Casual commentary about political, cultural and economic issues with a particular interest on the city of Winnipeg by John Dobbin
Friday, February 25, 2011
The End of the Music Store
Winnipeg never really had the competitive next door music stores like Toronto did.
The retreat of the music store happened even before the advent of downloading. I worked at A&A Records at Madison Square during school in 1988. By 1993, the national chain collapsed. At the time, the company's demise could hardly be blamed on the Internet, Walmart (which entered Canada in 1994) or any of the factors facing today's music stores.
It is with sadness that CD Plus has announced that they are closing their last Manitoba stores. The company has existed in one form or another since 1962 in Winnipeg and was headquartered here.

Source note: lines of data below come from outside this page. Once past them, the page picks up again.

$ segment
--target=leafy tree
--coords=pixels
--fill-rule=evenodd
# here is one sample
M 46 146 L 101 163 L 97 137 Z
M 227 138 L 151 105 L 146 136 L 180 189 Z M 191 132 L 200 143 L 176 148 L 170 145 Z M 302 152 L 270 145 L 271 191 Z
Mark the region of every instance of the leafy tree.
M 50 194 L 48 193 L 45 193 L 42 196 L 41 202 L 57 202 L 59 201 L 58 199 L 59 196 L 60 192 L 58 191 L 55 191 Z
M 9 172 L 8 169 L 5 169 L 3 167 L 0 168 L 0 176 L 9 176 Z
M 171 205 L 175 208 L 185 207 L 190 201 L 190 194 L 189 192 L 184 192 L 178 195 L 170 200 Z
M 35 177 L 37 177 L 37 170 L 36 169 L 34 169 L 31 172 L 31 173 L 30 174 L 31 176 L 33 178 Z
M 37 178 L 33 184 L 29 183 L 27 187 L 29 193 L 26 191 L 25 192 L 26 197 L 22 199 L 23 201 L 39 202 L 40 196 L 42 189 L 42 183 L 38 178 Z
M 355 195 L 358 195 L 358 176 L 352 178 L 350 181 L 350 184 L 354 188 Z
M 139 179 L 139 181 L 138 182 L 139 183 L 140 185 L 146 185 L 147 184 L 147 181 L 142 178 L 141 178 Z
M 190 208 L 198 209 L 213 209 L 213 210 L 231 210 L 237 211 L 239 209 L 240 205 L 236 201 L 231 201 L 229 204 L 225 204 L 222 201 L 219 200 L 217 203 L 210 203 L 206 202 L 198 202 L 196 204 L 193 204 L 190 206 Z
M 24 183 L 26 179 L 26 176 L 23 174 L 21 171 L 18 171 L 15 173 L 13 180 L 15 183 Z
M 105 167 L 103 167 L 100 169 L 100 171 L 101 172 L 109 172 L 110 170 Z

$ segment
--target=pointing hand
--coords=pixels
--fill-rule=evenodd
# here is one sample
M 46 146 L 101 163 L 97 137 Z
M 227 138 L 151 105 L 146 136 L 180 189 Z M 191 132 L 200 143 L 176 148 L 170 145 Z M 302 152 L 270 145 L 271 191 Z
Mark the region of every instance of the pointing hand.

Aside from the mall-based HMV stores and some specialized regional music stores, the days of the music chain are gone. The acceleration to online downloading has spelled the demise of the brick and mortar stores.
I can remember for a time from the very late 1980s into the 1990s when HMV and Musiplex on Portage along with A&B Music created for a time the sense of excitement that Toronto had with Sam's and A&A Records.
The music industry has been under siege for a long while now. In some cases, it is hard to have sympathy since people felt thoroughly gouged when CDs came out and they industry charged over $20 for those looking to update their library. It is easy to see why many figured the industry could go to hell when the Internet made it possible to download for free.
However, everywhere the industry and way of doing things gets more complicated. The Internet Service Providers are looking to charge heavily for those who download. Apple Computer with their Apps store is making subscription services for music even more expensive.
One wonders if the Internet will make it worthwhile to go a store again. However, if all access points to the Internet are going to be cash cows for cable and telephone companies, the stores might not be able to use the technology to allow for people to download in stores without paying just as much. At some point, as some experts have indicated, there may be a case for taking certain gatekeepers to various world-wide monopolies commissions.
For decades, the music store has been a gathering place for people, especially the young. The mall might be a lot of things but if bookstores and music places continue to disappear even there, many will stop going. We have already seen for the downtown that a lot of the compelling reasons for going such as music stores and bookstores have slowly disappeared (although some used book stores have helped ensure that culture hasn't completely disappeared).